Пока мы со Стаси болтали, я отметила, что лицо Веры значительно изменилось. При упоминании внучкой Интернета Вера прищурилась, а затем откинулась на спинку стула, уже сжимая, а не придерживая пачку книг. Похоже, что компьютерная терминология заставляла ее замолкать. Я увидела, что внучка не только говорит на этом языке, но и владеет им. По-видимому, это было ее страстным увлечением. Я поняла, что такое расхождение в интересах поможет мне работать с ними обеими. Я спросила Веру, что она принесла с собой, хотя уже прекрасно знала об этом. Она молча положила стопку, и я заметила слабую улыбку. Я медленно вынула книги из свертка. Их было шесть или семь, прекрасные старые издания в жестких переплетах. Вера была неравнодушна к Анаис Нин («Треугольник Венеры», «Маленькие птички»), но были и другие книги. Я почувствовала, что она ценит эту коллекцию.
Блеснули серебряные браслеты — это Стаси потянулась к одной из книг. Инстинктивно я заслонила их, но мой жест не оттолкнул Стаси.
— Бабушка любит эти книги. Я покажу вам хорошие места. Многие из них я подчеркнула. Они великолепны!
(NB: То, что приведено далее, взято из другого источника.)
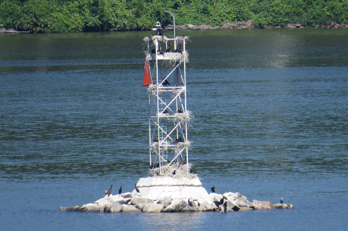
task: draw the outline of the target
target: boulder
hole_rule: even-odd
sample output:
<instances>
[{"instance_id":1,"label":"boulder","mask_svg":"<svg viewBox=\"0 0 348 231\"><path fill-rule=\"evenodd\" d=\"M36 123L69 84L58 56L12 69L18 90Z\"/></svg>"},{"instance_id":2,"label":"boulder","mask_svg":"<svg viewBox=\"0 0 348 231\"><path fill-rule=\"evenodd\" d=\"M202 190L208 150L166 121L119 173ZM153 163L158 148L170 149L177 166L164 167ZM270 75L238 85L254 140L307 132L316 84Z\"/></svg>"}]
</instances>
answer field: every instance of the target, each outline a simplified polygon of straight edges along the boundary
<instances>
[{"instance_id":1,"label":"boulder","mask_svg":"<svg viewBox=\"0 0 348 231\"><path fill-rule=\"evenodd\" d=\"M225 202L227 202L227 211L238 211L240 209L240 207L229 200L228 200Z\"/></svg>"},{"instance_id":2,"label":"boulder","mask_svg":"<svg viewBox=\"0 0 348 231\"><path fill-rule=\"evenodd\" d=\"M164 206L160 204L150 204L147 209L148 213L160 213L163 211Z\"/></svg>"},{"instance_id":3,"label":"boulder","mask_svg":"<svg viewBox=\"0 0 348 231\"><path fill-rule=\"evenodd\" d=\"M209 197L212 198L215 204L219 205L220 204L220 201L223 198L223 196L222 194L218 194L217 193L211 192L209 194Z\"/></svg>"},{"instance_id":4,"label":"boulder","mask_svg":"<svg viewBox=\"0 0 348 231\"><path fill-rule=\"evenodd\" d=\"M124 198L129 198L132 197L132 194L130 192L126 192L120 194L120 196Z\"/></svg>"},{"instance_id":5,"label":"boulder","mask_svg":"<svg viewBox=\"0 0 348 231\"><path fill-rule=\"evenodd\" d=\"M88 209L87 209L87 212L104 212L104 209L102 211L101 211L101 209L97 205L95 205L95 204L94 204L92 205L90 205L88 207Z\"/></svg>"},{"instance_id":6,"label":"boulder","mask_svg":"<svg viewBox=\"0 0 348 231\"><path fill-rule=\"evenodd\" d=\"M211 198L200 198L198 200L199 211L211 211L217 208Z\"/></svg>"},{"instance_id":7,"label":"boulder","mask_svg":"<svg viewBox=\"0 0 348 231\"><path fill-rule=\"evenodd\" d=\"M188 205L184 208L181 209L181 212L199 212L199 209L197 207L193 207Z\"/></svg>"},{"instance_id":8,"label":"boulder","mask_svg":"<svg viewBox=\"0 0 348 231\"><path fill-rule=\"evenodd\" d=\"M151 198L146 197L141 197L137 196L134 196L132 198L130 203L133 205L136 205L140 203L145 204L153 204L153 200Z\"/></svg>"},{"instance_id":9,"label":"boulder","mask_svg":"<svg viewBox=\"0 0 348 231\"><path fill-rule=\"evenodd\" d=\"M254 202L253 202L253 203ZM280 204L277 203L274 205L275 208L293 208L294 206L291 204Z\"/></svg>"},{"instance_id":10,"label":"boulder","mask_svg":"<svg viewBox=\"0 0 348 231\"><path fill-rule=\"evenodd\" d=\"M291 24L288 24L286 25L286 27L289 29L295 29L297 28L296 27Z\"/></svg>"},{"instance_id":11,"label":"boulder","mask_svg":"<svg viewBox=\"0 0 348 231\"><path fill-rule=\"evenodd\" d=\"M166 208L170 204L172 203L172 196L169 195L167 196L163 196L158 198L159 203L161 205L163 205L165 208Z\"/></svg>"},{"instance_id":12,"label":"boulder","mask_svg":"<svg viewBox=\"0 0 348 231\"><path fill-rule=\"evenodd\" d=\"M141 210L136 208L134 205L126 205L125 204L124 204L122 205L122 212L141 213Z\"/></svg>"},{"instance_id":13,"label":"boulder","mask_svg":"<svg viewBox=\"0 0 348 231\"><path fill-rule=\"evenodd\" d=\"M254 200L253 201L253 205L255 209L271 209L274 208L274 206L271 203L268 201L262 201Z\"/></svg>"},{"instance_id":14,"label":"boulder","mask_svg":"<svg viewBox=\"0 0 348 231\"><path fill-rule=\"evenodd\" d=\"M196 204L196 202L193 200L193 199L192 197L190 197L189 198L188 203L189 204L189 205L191 207L194 208L197 208L198 207L197 204Z\"/></svg>"},{"instance_id":15,"label":"boulder","mask_svg":"<svg viewBox=\"0 0 348 231\"><path fill-rule=\"evenodd\" d=\"M223 195L224 199L230 200L240 207L254 208L254 206L247 199L246 197L239 192L226 192Z\"/></svg>"},{"instance_id":16,"label":"boulder","mask_svg":"<svg viewBox=\"0 0 348 231\"><path fill-rule=\"evenodd\" d=\"M123 207L121 204L118 202L114 202L111 206L106 210L106 212L110 213L119 213L122 211L123 208Z\"/></svg>"},{"instance_id":17,"label":"boulder","mask_svg":"<svg viewBox=\"0 0 348 231\"><path fill-rule=\"evenodd\" d=\"M248 207L243 207L239 209L239 211L252 211L254 209L252 208L249 208Z\"/></svg>"},{"instance_id":18,"label":"boulder","mask_svg":"<svg viewBox=\"0 0 348 231\"><path fill-rule=\"evenodd\" d=\"M172 202L169 206L163 209L163 212L169 213L180 212L188 204L186 200L184 199Z\"/></svg>"}]
</instances>

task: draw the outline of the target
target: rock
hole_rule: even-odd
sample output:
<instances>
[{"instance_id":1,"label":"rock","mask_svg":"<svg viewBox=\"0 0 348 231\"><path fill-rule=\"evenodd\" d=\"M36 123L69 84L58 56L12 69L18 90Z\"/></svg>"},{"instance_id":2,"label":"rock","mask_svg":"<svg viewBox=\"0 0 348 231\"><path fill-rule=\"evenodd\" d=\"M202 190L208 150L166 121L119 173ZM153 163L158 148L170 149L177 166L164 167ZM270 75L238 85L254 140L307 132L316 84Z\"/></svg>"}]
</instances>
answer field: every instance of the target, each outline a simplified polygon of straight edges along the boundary
<instances>
[{"instance_id":1,"label":"rock","mask_svg":"<svg viewBox=\"0 0 348 231\"><path fill-rule=\"evenodd\" d=\"M274 205L274 207L275 208L294 208L295 207L291 204L277 203Z\"/></svg>"},{"instance_id":2,"label":"rock","mask_svg":"<svg viewBox=\"0 0 348 231\"><path fill-rule=\"evenodd\" d=\"M188 204L186 200L184 199L172 202L172 204L163 210L163 212L169 213L180 212Z\"/></svg>"},{"instance_id":3,"label":"rock","mask_svg":"<svg viewBox=\"0 0 348 231\"><path fill-rule=\"evenodd\" d=\"M274 208L274 206L269 202L262 201L254 200L253 205L255 209L271 209Z\"/></svg>"},{"instance_id":4,"label":"rock","mask_svg":"<svg viewBox=\"0 0 348 231\"><path fill-rule=\"evenodd\" d=\"M209 194L209 197L213 199L215 204L218 206L221 204L220 201L223 198L223 196L222 194L218 194L217 193L211 192Z\"/></svg>"},{"instance_id":5,"label":"rock","mask_svg":"<svg viewBox=\"0 0 348 231\"><path fill-rule=\"evenodd\" d=\"M150 204L147 211L148 213L160 213L164 207L163 205L160 204Z\"/></svg>"},{"instance_id":6,"label":"rock","mask_svg":"<svg viewBox=\"0 0 348 231\"><path fill-rule=\"evenodd\" d=\"M230 201L240 207L254 207L254 206L248 200L246 197L239 192L226 192L223 196L224 199Z\"/></svg>"},{"instance_id":7,"label":"rock","mask_svg":"<svg viewBox=\"0 0 348 231\"><path fill-rule=\"evenodd\" d=\"M189 198L188 203L189 204L189 205L192 207L194 208L197 208L198 207L197 205L197 204L196 203L195 201L192 197L190 197Z\"/></svg>"},{"instance_id":8,"label":"rock","mask_svg":"<svg viewBox=\"0 0 348 231\"><path fill-rule=\"evenodd\" d=\"M211 199L200 198L198 199L198 209L199 211L211 211L217 208L217 207L214 204L214 201L209 200L209 199Z\"/></svg>"},{"instance_id":9,"label":"rock","mask_svg":"<svg viewBox=\"0 0 348 231\"><path fill-rule=\"evenodd\" d=\"M88 209L87 209L87 212L104 212L104 209L101 211L100 208L96 205L90 205L88 206Z\"/></svg>"},{"instance_id":10,"label":"rock","mask_svg":"<svg viewBox=\"0 0 348 231\"><path fill-rule=\"evenodd\" d=\"M136 205L139 203L144 203L145 204L153 204L153 200L151 198L146 197L141 197L137 196L134 196L132 198L130 203L133 205Z\"/></svg>"},{"instance_id":11,"label":"rock","mask_svg":"<svg viewBox=\"0 0 348 231\"><path fill-rule=\"evenodd\" d=\"M132 194L130 192L126 192L120 194L120 196L124 198L129 198L132 197Z\"/></svg>"},{"instance_id":12,"label":"rock","mask_svg":"<svg viewBox=\"0 0 348 231\"><path fill-rule=\"evenodd\" d=\"M109 212L112 213L119 213L122 211L123 208L123 207L121 204L118 202L114 202L111 206L106 210L106 212Z\"/></svg>"},{"instance_id":13,"label":"rock","mask_svg":"<svg viewBox=\"0 0 348 231\"><path fill-rule=\"evenodd\" d=\"M240 207L238 206L229 200L227 200L225 202L227 202L227 211L238 211L240 209ZM224 208L223 209L224 210Z\"/></svg>"},{"instance_id":14,"label":"rock","mask_svg":"<svg viewBox=\"0 0 348 231\"><path fill-rule=\"evenodd\" d=\"M75 205L72 207L64 207L62 206L61 206L61 210L66 210L67 211L78 211L80 210L80 208L78 205Z\"/></svg>"},{"instance_id":15,"label":"rock","mask_svg":"<svg viewBox=\"0 0 348 231\"><path fill-rule=\"evenodd\" d=\"M166 208L172 203L172 196L163 196L158 199L159 202L161 205L163 205Z\"/></svg>"},{"instance_id":16,"label":"rock","mask_svg":"<svg viewBox=\"0 0 348 231\"><path fill-rule=\"evenodd\" d=\"M181 209L182 212L199 212L199 210L197 207L193 207L188 205Z\"/></svg>"},{"instance_id":17,"label":"rock","mask_svg":"<svg viewBox=\"0 0 348 231\"><path fill-rule=\"evenodd\" d=\"M141 210L137 208L134 205L126 205L124 204L122 205L122 212L123 213L141 213Z\"/></svg>"},{"instance_id":18,"label":"rock","mask_svg":"<svg viewBox=\"0 0 348 231\"><path fill-rule=\"evenodd\" d=\"M239 209L239 211L252 211L254 209L252 208L248 208L248 207L243 207Z\"/></svg>"},{"instance_id":19,"label":"rock","mask_svg":"<svg viewBox=\"0 0 348 231\"><path fill-rule=\"evenodd\" d=\"M289 29L295 29L295 28L297 28L295 26L294 26L293 25L292 25L291 24L288 24L287 25L286 25L286 26Z\"/></svg>"}]
</instances>

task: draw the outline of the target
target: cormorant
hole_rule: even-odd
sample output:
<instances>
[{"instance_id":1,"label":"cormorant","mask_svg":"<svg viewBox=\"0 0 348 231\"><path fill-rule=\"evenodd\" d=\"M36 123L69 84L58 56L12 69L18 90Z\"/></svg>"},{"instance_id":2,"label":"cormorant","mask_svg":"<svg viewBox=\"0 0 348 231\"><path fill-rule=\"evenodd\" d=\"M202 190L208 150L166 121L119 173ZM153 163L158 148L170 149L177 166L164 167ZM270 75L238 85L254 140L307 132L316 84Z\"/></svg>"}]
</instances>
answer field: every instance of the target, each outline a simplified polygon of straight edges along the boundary
<instances>
[{"instance_id":1,"label":"cormorant","mask_svg":"<svg viewBox=\"0 0 348 231\"><path fill-rule=\"evenodd\" d=\"M171 49L172 49L172 48L171 47L171 44L170 43L169 44L169 46L168 46L168 49L166 50L166 52L169 52L171 51Z\"/></svg>"},{"instance_id":2,"label":"cormorant","mask_svg":"<svg viewBox=\"0 0 348 231\"><path fill-rule=\"evenodd\" d=\"M223 204L223 209L225 212L226 212L227 211L227 202L226 202L224 204Z\"/></svg>"},{"instance_id":3,"label":"cormorant","mask_svg":"<svg viewBox=\"0 0 348 231\"><path fill-rule=\"evenodd\" d=\"M135 191L136 191L137 192L140 192L140 191L139 190L139 189L138 188L138 187L136 187L136 183L135 184Z\"/></svg>"},{"instance_id":4,"label":"cormorant","mask_svg":"<svg viewBox=\"0 0 348 231\"><path fill-rule=\"evenodd\" d=\"M169 85L169 86L171 85L171 84L169 83L169 82L168 82L168 80L167 80L166 79L165 79L164 81L163 81L163 85Z\"/></svg>"},{"instance_id":5,"label":"cormorant","mask_svg":"<svg viewBox=\"0 0 348 231\"><path fill-rule=\"evenodd\" d=\"M111 185L111 187L110 187L110 188L108 191L105 191L105 195L106 195L108 194L108 196L110 196L110 194L111 194L111 192L112 190L112 185Z\"/></svg>"}]
</instances>

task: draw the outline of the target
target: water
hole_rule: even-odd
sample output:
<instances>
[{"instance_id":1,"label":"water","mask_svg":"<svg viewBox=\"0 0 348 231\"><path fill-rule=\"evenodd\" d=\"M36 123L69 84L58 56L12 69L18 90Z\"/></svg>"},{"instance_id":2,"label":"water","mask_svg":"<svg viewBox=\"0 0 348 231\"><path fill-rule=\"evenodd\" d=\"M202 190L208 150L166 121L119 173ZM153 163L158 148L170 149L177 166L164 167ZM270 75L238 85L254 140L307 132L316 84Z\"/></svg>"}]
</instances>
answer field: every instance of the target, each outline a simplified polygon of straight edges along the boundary
<instances>
[{"instance_id":1,"label":"water","mask_svg":"<svg viewBox=\"0 0 348 231\"><path fill-rule=\"evenodd\" d=\"M203 186L296 208L60 211L147 176L149 33L0 35L2 230L348 229L348 31L181 33Z\"/></svg>"}]
</instances>

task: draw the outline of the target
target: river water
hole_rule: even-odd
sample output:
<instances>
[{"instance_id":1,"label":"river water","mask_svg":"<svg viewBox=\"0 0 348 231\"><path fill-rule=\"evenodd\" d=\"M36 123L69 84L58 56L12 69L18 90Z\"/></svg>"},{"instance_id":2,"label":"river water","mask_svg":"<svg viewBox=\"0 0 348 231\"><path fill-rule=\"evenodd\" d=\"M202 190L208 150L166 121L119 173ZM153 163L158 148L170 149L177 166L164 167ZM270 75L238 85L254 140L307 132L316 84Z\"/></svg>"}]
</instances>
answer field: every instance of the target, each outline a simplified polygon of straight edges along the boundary
<instances>
[{"instance_id":1,"label":"river water","mask_svg":"<svg viewBox=\"0 0 348 231\"><path fill-rule=\"evenodd\" d=\"M177 32L203 186L295 208L61 211L147 176L150 33L0 35L1 230L348 229L346 29Z\"/></svg>"}]
</instances>

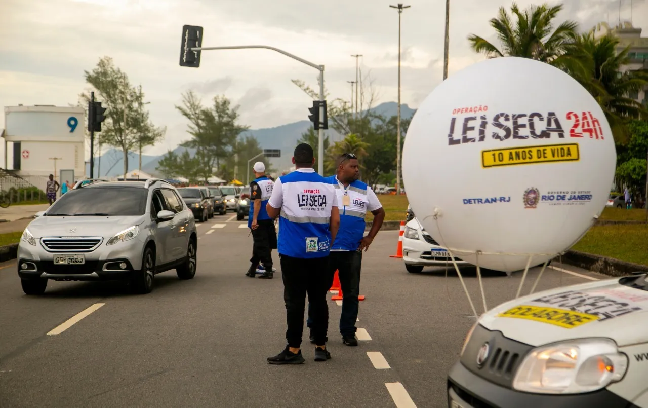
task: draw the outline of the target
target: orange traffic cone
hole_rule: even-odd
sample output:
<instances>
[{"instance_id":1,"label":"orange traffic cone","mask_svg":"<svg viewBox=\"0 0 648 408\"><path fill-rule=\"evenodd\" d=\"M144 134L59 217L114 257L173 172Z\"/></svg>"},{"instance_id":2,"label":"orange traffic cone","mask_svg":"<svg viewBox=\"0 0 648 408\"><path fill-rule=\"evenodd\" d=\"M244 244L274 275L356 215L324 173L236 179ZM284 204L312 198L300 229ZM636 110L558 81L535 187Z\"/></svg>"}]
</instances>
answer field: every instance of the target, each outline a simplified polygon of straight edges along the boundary
<instances>
[{"instance_id":1,"label":"orange traffic cone","mask_svg":"<svg viewBox=\"0 0 648 408\"><path fill-rule=\"evenodd\" d=\"M389 258L403 257L403 234L405 234L405 221L400 221L400 232L399 232L399 244L396 248L396 255L390 255Z\"/></svg>"},{"instance_id":2,"label":"orange traffic cone","mask_svg":"<svg viewBox=\"0 0 648 408\"><path fill-rule=\"evenodd\" d=\"M333 278L333 285L331 285L329 291L339 291L340 290L340 277L338 276L338 271L335 271L335 277Z\"/></svg>"}]
</instances>

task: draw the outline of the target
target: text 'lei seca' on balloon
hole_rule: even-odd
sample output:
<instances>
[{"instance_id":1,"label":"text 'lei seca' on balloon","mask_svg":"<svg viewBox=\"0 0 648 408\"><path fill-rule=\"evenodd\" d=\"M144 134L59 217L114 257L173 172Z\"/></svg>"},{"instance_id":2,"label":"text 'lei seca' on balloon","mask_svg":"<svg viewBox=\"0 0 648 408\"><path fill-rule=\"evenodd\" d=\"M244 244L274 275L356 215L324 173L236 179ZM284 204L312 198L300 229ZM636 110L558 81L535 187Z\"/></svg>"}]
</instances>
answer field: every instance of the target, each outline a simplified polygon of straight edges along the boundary
<instances>
[{"instance_id":1,"label":"text 'lei seca' on balloon","mask_svg":"<svg viewBox=\"0 0 648 408\"><path fill-rule=\"evenodd\" d=\"M511 272L573 245L605 208L616 152L596 101L527 58L474 64L412 119L403 181L417 219L459 259Z\"/></svg>"}]
</instances>

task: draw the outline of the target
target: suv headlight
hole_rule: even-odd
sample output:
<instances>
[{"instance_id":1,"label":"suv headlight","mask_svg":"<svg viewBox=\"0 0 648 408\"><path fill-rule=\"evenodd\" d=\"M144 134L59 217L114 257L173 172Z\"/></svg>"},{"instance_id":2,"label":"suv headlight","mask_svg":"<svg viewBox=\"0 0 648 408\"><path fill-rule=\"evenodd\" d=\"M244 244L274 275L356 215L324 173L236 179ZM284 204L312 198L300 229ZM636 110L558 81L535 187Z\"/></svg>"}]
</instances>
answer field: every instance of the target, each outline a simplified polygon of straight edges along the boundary
<instances>
[{"instance_id":1,"label":"suv headlight","mask_svg":"<svg viewBox=\"0 0 648 408\"><path fill-rule=\"evenodd\" d=\"M32 233L29 232L29 230L25 228L25 231L23 232L23 236L20 238L23 241L32 245L36 246L36 239L34 237Z\"/></svg>"},{"instance_id":2,"label":"suv headlight","mask_svg":"<svg viewBox=\"0 0 648 408\"><path fill-rule=\"evenodd\" d=\"M621 381L628 357L608 339L583 339L534 349L520 365L513 388L538 394L581 394Z\"/></svg>"},{"instance_id":3,"label":"suv headlight","mask_svg":"<svg viewBox=\"0 0 648 408\"><path fill-rule=\"evenodd\" d=\"M405 227L405 234L404 235L406 238L409 238L410 239L419 239L419 232L417 230L408 226Z\"/></svg>"},{"instance_id":4,"label":"suv headlight","mask_svg":"<svg viewBox=\"0 0 648 408\"><path fill-rule=\"evenodd\" d=\"M112 245L113 244L116 244L120 241L128 241L132 239L137 236L137 233L139 232L139 227L137 225L130 227L130 228L126 228L123 231L121 231L116 234L115 236L108 240L106 245Z\"/></svg>"}]
</instances>

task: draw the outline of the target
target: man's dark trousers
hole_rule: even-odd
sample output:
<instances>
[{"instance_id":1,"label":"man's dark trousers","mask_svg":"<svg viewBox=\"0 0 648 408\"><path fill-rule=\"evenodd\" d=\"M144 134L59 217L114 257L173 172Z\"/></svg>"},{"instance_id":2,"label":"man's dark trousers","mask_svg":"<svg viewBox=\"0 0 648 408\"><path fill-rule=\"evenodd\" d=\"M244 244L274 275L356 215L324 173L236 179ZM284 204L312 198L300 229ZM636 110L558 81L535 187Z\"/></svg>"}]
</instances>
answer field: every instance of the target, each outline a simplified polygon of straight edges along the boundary
<instances>
[{"instance_id":1,"label":"man's dark trousers","mask_svg":"<svg viewBox=\"0 0 648 408\"><path fill-rule=\"evenodd\" d=\"M288 346L297 348L301 344L307 294L312 317L310 332L315 337L316 344L326 344L329 330L329 305L326 294L330 287L329 257L303 259L279 255L279 259L284 283L288 323L286 339Z\"/></svg>"},{"instance_id":2,"label":"man's dark trousers","mask_svg":"<svg viewBox=\"0 0 648 408\"><path fill-rule=\"evenodd\" d=\"M342 313L340 317L340 333L343 336L354 335L358 319L358 300L360 293L360 269L362 252L360 251L331 251L329 259L329 281L327 289L330 288L338 270L340 286L342 290ZM308 304L308 319L306 324L312 327L311 306Z\"/></svg>"},{"instance_id":3,"label":"man's dark trousers","mask_svg":"<svg viewBox=\"0 0 648 408\"><path fill-rule=\"evenodd\" d=\"M259 261L263 263L266 270L272 271L272 255L271 251L277 248L277 232L272 220L260 220L257 222L259 227L252 230L252 258L249 261L250 270L257 270Z\"/></svg>"}]
</instances>

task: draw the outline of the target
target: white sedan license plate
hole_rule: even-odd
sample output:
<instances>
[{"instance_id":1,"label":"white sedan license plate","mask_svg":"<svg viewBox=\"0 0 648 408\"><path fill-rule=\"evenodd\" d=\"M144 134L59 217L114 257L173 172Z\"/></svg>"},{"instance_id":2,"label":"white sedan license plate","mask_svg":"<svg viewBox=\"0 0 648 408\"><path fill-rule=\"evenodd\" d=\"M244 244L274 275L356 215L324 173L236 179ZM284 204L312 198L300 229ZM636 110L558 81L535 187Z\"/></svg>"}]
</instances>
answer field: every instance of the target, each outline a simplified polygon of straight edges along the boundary
<instances>
[{"instance_id":1,"label":"white sedan license plate","mask_svg":"<svg viewBox=\"0 0 648 408\"><path fill-rule=\"evenodd\" d=\"M86 263L85 255L56 255L54 257L54 265L83 265Z\"/></svg>"},{"instance_id":2,"label":"white sedan license plate","mask_svg":"<svg viewBox=\"0 0 648 408\"><path fill-rule=\"evenodd\" d=\"M437 258L450 258L450 252L445 249L433 248L432 252L432 256L436 256Z\"/></svg>"}]
</instances>

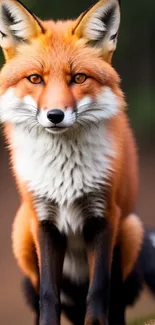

Надо было отдать ей должное: эта девочка была невозмутимо восторженной, о чем бы ни зашла речь — компьютерах или литературе. Я заметила, что она оставалась такой же блаженно-беззаботной и под свирепым взглядом своей бабушки. Возможно, Вера еще не поняла, что Стаси пометила страницы.
— Вера, Стаси права. Ваша коллекция удивительна. Спасибо за то, что вы ее принесли. Вы упоминали, что вместе с внучкой разделяете любовь к Анаис Нин.
— Она заслуживает большого уважения, хотя ее книги не предназначены для детей. Я намеревалась поделиться только с вами, доктор.
Она выделила слово «доктор», предоставляя мне определенную власть, но разговаривая с ней, я всегда чувствовала, что меня заставляют выполнять команды. Хотела бы я знать, желает ли она, чтобы я выполняла функции цензора. Услышав мерный стук серебряных браслетов по моему столу, я снова сконцентрировалась на Стаси. После замечания бабушки о том, что произведения Анаис Нин не предназначены для детей, она выглядела так, будто хотела выйти из кабинета. Мои мысли ускорились. Жесткость Веры и ее потребность управлять всем пробудили во мне много чувств, в том числе ощущение неловкости.